ECLI:NL:RBNHO:2021:3542
Rechtbank Noord-Holland
- Eerste aanleg - enkelvoudig
- Rechtspraak.nl
Beroep tegen gegrondverklaring van klachten over verplichte zorg in de geestelijke gezondheidszorg
In deze zaak heeft de Rechtbank Noord-Holland op 21 april 2021 uitspraak gedaan in een klachtzaak die was ingediend door de Stichting GGZ Noord-Holland-Noord. De klachtencommissie had eerder klachten van betrokkene gegrond verklaard met betrekking tot de toediening van medicatie en de beperking van de bewegingsvrijheid. De rechtbank heeft deze gegrondverklaring vernietigd en de klachten alsnog ongegrond verklaard. De rechtbank oordeelde dat de GGZ op rechtmatige wijze had gehandeld door verplichte zorg toe te passen, gezien de zorgmachtiging die was verleend op 14 december 2020. Betrokkene, die lijdt aan een psychische stoornis, had eerder geen medicatie ontvangen en verkeerde in een ernstige toestand die levensgevaar en maatschappelijke teloorgang met zich meebracht. De rechtbank stelde vast dat de GGZ niet verplicht was om alternatieven voor dwangmedicatie te onderzoeken, aangezien de zorgmachtiging al was verleend.

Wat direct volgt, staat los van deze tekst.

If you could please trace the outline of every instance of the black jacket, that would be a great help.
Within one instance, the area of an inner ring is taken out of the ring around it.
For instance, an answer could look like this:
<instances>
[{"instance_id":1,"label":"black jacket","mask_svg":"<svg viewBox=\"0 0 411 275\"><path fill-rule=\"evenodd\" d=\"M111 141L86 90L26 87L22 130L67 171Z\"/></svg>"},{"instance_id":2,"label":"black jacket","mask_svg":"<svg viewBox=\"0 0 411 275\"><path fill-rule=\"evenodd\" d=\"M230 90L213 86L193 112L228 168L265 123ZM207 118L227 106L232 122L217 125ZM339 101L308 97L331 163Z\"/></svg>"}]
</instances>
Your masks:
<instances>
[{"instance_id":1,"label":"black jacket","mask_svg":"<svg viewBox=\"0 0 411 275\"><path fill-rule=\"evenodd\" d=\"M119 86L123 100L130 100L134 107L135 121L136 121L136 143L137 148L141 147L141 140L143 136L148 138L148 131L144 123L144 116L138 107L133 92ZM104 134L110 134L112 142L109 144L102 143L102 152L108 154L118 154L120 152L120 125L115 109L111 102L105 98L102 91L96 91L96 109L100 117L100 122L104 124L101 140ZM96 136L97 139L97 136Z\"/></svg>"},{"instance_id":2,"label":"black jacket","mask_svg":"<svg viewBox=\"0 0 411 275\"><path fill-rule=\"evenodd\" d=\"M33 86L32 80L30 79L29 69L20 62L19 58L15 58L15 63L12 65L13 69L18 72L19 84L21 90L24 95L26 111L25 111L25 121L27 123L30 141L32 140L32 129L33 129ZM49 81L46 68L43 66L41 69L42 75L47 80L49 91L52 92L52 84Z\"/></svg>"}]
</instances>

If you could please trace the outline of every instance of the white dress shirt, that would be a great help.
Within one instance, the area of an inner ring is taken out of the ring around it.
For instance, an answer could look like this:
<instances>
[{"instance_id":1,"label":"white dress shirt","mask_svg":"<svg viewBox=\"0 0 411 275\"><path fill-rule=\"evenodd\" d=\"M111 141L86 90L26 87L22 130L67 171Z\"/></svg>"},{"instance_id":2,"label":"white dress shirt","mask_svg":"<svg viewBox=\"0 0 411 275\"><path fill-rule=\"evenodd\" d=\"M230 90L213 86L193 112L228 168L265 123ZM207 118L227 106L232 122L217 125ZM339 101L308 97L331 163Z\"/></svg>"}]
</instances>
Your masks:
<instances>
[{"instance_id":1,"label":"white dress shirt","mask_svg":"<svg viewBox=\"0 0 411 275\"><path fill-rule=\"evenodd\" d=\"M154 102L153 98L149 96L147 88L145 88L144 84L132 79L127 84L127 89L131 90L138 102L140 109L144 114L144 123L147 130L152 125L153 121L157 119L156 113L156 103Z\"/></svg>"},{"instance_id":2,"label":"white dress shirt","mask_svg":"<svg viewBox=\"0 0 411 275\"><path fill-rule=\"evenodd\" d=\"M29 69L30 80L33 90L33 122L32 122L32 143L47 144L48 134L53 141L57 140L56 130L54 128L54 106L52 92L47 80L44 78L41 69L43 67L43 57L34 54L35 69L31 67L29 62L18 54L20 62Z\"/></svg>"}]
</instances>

De rechtbank benadrukte dat opname op een gesloten afdeling inherent is aan het beperken van de bewegingsvrijheid en dat de administratieve lastendruk voor instellingen hoog is. De rechtbank concludeerde dat de klachtencommissie ten onrechte had geoordeeld dat de GGZ meer moeite had moeten doen om alternatieven te onderzoeken. De beslissing van de rechtbank herstelt de eerdere beslissingen van de zorgverantwoordelijke en biedt een duidelijk kader voor de toepassing van verplichte zorg in de geestelijke gezondheidszorg.